Sommersingen am Sonntag Lätare

 

Drei Wochen vor Ostern, am Sonntag Lätare, war wieder Zeit für die Trachtler der Riesengebirgs-Trachtengruppe München, den Sommer anzusingen. Schon frühmorgens machten wir uns auf den Weg, um pünktlich um 09.00 Uhr unserem Ehrenmitglied Staatministerin a.D. Christa Stewens und ihrer Familie das erste Ständchen darzubringen. Die Sonne lugte schon über die Hausdächer, aber es war noch ganz schön frisch. Doch wie immer waren alle mit Freude dabei und mit ein paar Tänzchen vor dem Anwesen der Stewens wurde es uns dann schon warm. Anschließend ließen wir die traditionellen Sommersinglieder und natürlich auch das eine oder andere Frühlingslied im Seniorenwohnheim Vaterstetten erklingen, wo es inzwischen lieber Brauch geworden ist, die Bewohner auf der Station 3/4 zu erfreuen. Der nächste Besuch galt dem Münchner Förderzentrum in Freimann, wo wir bereits von einer großen Zahl der Bewohner freudig erwartet wurden. Nach einer halben Stunde Programm drängte aber bereits die Zeit, denn zahlreiche Münchner Schlesier erwarteten uns auf dem Marienplatz, wo wir den alten Brauch des Sommersingens in gewohnter Weise unmittelbar nach dem Glockenspiel um 12.00 Uhr präsentierten. Hier wurden wir in Vertretung von Oberbürgermeister Dieter Reiter durch den Trachten- und Wiesnstadtrat Otto Seidl im Namen der Landeshauptstadt offiziell begrüßt. Er hatte unseren Sängern, Tänzern und Musikanten leckere Süßigkeiten mitgebracht. Dem üblichen Spottvers „Hühnermist und Taubenmist, ei dam Hause kriegt ma nischt, ies das nich ne Schande, ei dam ganzen Lande“, der gerufen wurde, wenn die Sänger leer ausgehen, wollte er sicher entgehen. Wir freuten uns am Marienplatz auch über die Grußworte des Vorsitzenden des Schlesiervereins München, Dr. Gotthard Schneider, und über den Besuch des Vorsitzenden des BdV in Bayern, unseren Freund Christian Knauer. Auch Helmut Riedel, der Ehrenvorsitzende der Landsmannschaft Schlesien in Bayern, war anwesend und wollte sich das Sommersingen der RTGler nicht entgehen lassen. Schön, dass wir uns immer wieder auf dem Marienplatz zeigen, und somit auch das  internationale Publikum, das sich üblicher Weise beim Glockenspiel vor dem Rathaus einfindet, mit dem schlesischen Brauchtum bekannt machen können.
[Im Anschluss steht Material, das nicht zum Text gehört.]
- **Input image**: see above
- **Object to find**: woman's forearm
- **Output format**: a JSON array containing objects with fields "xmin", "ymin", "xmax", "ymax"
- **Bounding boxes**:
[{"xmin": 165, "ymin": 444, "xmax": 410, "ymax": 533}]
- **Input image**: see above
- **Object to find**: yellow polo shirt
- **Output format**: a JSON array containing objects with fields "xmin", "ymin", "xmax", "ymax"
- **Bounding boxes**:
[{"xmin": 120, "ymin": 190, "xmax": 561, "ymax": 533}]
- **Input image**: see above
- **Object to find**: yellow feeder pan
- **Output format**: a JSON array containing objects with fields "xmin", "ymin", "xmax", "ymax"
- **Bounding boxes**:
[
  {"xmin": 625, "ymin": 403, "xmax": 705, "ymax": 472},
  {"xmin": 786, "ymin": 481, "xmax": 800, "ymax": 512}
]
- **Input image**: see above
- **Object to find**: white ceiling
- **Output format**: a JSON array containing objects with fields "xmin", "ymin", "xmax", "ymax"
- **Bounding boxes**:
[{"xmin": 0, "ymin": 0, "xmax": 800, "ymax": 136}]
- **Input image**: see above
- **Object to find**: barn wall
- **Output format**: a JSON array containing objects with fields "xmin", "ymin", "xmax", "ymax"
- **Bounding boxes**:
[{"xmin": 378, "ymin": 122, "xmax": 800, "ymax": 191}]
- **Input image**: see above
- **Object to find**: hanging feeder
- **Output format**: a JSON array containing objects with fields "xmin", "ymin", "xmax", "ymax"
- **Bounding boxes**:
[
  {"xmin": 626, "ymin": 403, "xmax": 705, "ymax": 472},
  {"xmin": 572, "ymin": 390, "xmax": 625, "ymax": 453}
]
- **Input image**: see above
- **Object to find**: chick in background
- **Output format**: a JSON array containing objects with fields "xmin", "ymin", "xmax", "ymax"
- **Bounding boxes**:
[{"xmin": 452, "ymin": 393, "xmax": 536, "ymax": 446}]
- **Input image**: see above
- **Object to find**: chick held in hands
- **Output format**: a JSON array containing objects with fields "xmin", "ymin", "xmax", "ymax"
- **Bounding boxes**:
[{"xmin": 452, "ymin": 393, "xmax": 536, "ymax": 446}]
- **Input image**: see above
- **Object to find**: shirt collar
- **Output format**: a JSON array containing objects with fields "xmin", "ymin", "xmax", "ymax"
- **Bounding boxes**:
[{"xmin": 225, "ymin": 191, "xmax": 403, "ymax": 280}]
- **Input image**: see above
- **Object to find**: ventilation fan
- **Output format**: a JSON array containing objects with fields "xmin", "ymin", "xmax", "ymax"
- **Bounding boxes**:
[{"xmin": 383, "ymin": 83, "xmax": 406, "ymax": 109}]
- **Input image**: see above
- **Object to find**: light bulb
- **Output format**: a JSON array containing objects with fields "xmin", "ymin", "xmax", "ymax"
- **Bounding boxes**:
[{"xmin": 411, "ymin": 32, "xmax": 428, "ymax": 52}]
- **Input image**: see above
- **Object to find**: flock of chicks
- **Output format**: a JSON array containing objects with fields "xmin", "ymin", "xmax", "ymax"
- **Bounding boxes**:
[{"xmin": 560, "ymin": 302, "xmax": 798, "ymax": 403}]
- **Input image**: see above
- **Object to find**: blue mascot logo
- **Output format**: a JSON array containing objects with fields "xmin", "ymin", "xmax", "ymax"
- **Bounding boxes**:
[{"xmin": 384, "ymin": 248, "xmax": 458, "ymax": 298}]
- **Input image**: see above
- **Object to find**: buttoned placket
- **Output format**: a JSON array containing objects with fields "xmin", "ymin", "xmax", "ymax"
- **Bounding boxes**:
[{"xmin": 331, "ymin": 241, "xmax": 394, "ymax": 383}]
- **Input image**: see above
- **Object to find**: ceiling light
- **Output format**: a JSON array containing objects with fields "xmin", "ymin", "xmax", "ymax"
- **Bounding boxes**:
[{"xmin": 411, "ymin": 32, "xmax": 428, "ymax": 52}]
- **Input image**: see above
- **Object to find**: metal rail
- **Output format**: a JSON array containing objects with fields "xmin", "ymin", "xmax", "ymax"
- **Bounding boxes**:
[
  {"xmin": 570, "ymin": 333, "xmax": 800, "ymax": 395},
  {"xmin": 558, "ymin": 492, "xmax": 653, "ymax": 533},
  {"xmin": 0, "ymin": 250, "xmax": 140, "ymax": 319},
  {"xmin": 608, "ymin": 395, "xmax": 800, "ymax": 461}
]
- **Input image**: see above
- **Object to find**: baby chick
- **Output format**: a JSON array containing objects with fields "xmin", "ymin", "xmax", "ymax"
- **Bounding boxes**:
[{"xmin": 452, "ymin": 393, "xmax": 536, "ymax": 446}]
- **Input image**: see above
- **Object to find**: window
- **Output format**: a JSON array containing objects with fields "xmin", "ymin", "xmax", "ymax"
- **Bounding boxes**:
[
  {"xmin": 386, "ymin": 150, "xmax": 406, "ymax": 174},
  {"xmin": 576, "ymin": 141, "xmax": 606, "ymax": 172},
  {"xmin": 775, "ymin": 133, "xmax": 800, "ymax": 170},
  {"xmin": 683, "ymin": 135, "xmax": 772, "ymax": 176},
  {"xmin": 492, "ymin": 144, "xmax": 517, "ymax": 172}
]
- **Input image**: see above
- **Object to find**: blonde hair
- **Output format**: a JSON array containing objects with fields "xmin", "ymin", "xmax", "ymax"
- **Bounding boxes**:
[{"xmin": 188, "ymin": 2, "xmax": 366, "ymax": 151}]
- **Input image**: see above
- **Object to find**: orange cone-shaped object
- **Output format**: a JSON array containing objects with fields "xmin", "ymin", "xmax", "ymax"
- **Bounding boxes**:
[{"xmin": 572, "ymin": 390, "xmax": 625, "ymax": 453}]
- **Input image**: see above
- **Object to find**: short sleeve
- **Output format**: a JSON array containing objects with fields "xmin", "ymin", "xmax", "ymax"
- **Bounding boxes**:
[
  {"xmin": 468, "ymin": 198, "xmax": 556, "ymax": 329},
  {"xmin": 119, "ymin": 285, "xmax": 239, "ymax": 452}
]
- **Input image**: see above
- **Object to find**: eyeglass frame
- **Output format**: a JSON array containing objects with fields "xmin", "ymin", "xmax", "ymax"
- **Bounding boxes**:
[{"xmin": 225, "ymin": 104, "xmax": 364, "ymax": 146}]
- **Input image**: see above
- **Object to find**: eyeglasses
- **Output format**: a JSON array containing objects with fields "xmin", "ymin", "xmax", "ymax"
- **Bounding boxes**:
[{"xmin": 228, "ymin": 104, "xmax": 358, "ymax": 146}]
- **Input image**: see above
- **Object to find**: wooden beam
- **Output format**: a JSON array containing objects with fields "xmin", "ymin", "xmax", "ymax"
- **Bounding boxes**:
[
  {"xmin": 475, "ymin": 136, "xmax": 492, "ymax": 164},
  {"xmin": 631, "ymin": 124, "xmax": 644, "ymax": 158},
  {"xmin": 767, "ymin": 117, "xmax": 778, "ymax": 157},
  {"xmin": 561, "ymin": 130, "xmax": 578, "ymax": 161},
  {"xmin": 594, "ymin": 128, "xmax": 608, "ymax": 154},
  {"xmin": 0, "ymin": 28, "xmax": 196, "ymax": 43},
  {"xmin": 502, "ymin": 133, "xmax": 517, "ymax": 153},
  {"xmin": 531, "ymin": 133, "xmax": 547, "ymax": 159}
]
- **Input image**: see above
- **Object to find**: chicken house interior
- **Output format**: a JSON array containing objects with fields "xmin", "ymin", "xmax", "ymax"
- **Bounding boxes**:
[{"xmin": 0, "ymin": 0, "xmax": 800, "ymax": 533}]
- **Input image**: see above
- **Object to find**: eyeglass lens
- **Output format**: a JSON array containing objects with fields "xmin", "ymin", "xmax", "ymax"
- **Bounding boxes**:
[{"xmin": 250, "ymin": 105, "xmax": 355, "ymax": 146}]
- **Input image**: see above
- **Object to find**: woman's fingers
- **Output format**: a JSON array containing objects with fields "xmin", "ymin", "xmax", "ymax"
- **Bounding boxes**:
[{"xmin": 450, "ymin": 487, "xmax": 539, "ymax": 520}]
Nun konnten wir uns beim Mittagessen im Seniorenheim Vincentinum in der Oettingenstraße kurz ausruhen. Nach der Stärkung unterhielten wir wiederum die Bewohner im Hof des Hauses bei prächtigem Sonnenschein und zwischenzeitlich wohligen Temperaturen mit unseren Liedern und Tänzen. Wie bei den anderen Auftritten fand natürlich auch hier wieder das Glockenspiel von Veronika, Markus und Uli besonderen Anklang. Kein Brauch des Sommersingens, aber bei den Zuschauern im Rahmen unserer Darbietungen immer sehr beliebt.

Die letzte Station am Sonntag Lätare war schließlich ein Besuch beim Café der Konditorei Kreutzkamm in der Maxburg. Die Gäste auf der Terrasse im sonnigen Innenhof freuten sich sehr über die Überraschung und fragten interessiert nach dem Hintergrund des Brauchs und der Herkunft unserer schönen Trachten.

An allen Orten, die wir besuchten, war das Interesse und die Freude der Menschen an unseren Darbietungen deutlich zu spüren. Das machte uns stolz und wir kehrten zufrieden mit dem festen Vorsatz nach Hause zurück, das Brauchtum hochzuhalten und weiter zu pflegen.